Mr Koufie touched on various other plans including sponsorship and marketing departments, which he assigned to Abedi Pele.

"I equally have my connections but Pele is a gem which has been internationally recognised in recent times."

He promised the media of either a weekly or bi-weekly meet-the press series to showcase transparency.

Born on June 5, 1932, Ben Koufie was a member of the Black Stars between 1957 to 1958 and later coached the team from 1964 to the early 70s.

He also led Kumasi Asante Kotoko to win the Africa Club Championship in Zaire in 1971 and later became the Chairman of the Technical Committee of the GFA between 1979-1980.

He is currently a CAF technical instructor and a member of the FIFA technical study group.

Mr Koufie was born on June 5, 1932 and started playing football during his school days.

After schooling, he played for local clubs including Cape Coast Dwarfs, until he was called to play for the Black Stars in 1957.

Mr Koufie attended a coaching course in the former Czechoslovakia from March to June 1961 and the former West Germany later in the same year.

He obtained a First Class Diploma in coaching from the former East Germany in 1964, where he won the gold medal as the best student.

Mr Koufie obtained an English Football Association Coaching Certificate in 1970 and was attached to Chelsea Football Club under Dave Sexton.
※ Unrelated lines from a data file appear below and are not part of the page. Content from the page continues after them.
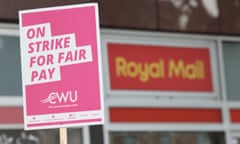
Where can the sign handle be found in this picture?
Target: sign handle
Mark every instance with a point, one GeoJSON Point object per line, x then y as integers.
{"type": "Point", "coordinates": [63, 135]}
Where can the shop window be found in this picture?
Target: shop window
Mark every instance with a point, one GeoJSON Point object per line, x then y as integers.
{"type": "Point", "coordinates": [38, 137]}
{"type": "Point", "coordinates": [10, 73]}
{"type": "Point", "coordinates": [231, 52]}
{"type": "Point", "coordinates": [167, 138]}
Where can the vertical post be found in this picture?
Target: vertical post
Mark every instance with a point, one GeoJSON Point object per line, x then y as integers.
{"type": "Point", "coordinates": [63, 135]}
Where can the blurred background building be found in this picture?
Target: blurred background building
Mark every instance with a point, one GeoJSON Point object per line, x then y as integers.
{"type": "Point", "coordinates": [136, 112]}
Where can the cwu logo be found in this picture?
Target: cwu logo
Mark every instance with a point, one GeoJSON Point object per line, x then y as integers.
{"type": "Point", "coordinates": [61, 97]}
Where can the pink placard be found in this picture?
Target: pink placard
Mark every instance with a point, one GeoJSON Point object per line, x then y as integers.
{"type": "Point", "coordinates": [61, 66]}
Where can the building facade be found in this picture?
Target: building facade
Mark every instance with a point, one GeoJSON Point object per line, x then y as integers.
{"type": "Point", "coordinates": [170, 69]}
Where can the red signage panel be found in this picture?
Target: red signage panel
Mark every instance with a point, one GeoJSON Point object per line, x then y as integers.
{"type": "Point", "coordinates": [162, 68]}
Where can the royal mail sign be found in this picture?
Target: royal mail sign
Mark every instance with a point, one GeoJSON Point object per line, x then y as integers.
{"type": "Point", "coordinates": [159, 68]}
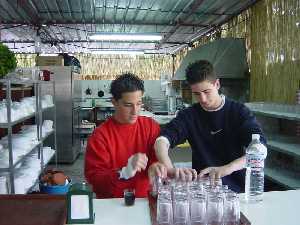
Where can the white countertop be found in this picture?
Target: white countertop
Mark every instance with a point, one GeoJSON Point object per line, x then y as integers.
{"type": "Point", "coordinates": [277, 208]}
{"type": "Point", "coordinates": [114, 212]}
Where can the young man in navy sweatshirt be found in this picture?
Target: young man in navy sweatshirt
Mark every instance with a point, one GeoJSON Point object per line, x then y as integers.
{"type": "Point", "coordinates": [217, 128]}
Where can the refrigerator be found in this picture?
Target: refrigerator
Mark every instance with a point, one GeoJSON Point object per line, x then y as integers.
{"type": "Point", "coordinates": [67, 112]}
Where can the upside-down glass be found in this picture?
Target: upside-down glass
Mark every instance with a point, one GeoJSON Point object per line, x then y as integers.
{"type": "Point", "coordinates": [164, 209]}
{"type": "Point", "coordinates": [231, 214]}
{"type": "Point", "coordinates": [181, 208]}
{"type": "Point", "coordinates": [214, 211]}
{"type": "Point", "coordinates": [198, 209]}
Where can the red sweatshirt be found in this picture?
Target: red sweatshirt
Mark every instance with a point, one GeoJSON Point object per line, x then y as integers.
{"type": "Point", "coordinates": [108, 150]}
Locally he was appointed a Regional Coach in 1961 and subsequently the

Deputy National Coach in December 1964 and was on the technical bench when the

Stars won the 1965 African Nations’ Cup in Tunis.

He was also part of the team that came second in the 1968 tournament in Addis Ababa and was the Senior Coach for the 1970 edition in Sudan, where Ghana again won the silver.

On the local scene Mr Koufie partnered Mr Aggrey-Fynn as a coach to win the African Club Championship with Kumasi Asante Kotoko and took Accra Great Olympics to the semi finals of the same competition in 1972.

Mr Koufie coached African Sports of Abidjan, Cote d’Ivoire, for three years before returning to the country to handle Akosombo Akotex, then a first division side of Akosombo Textiles Limited from 1979-1980.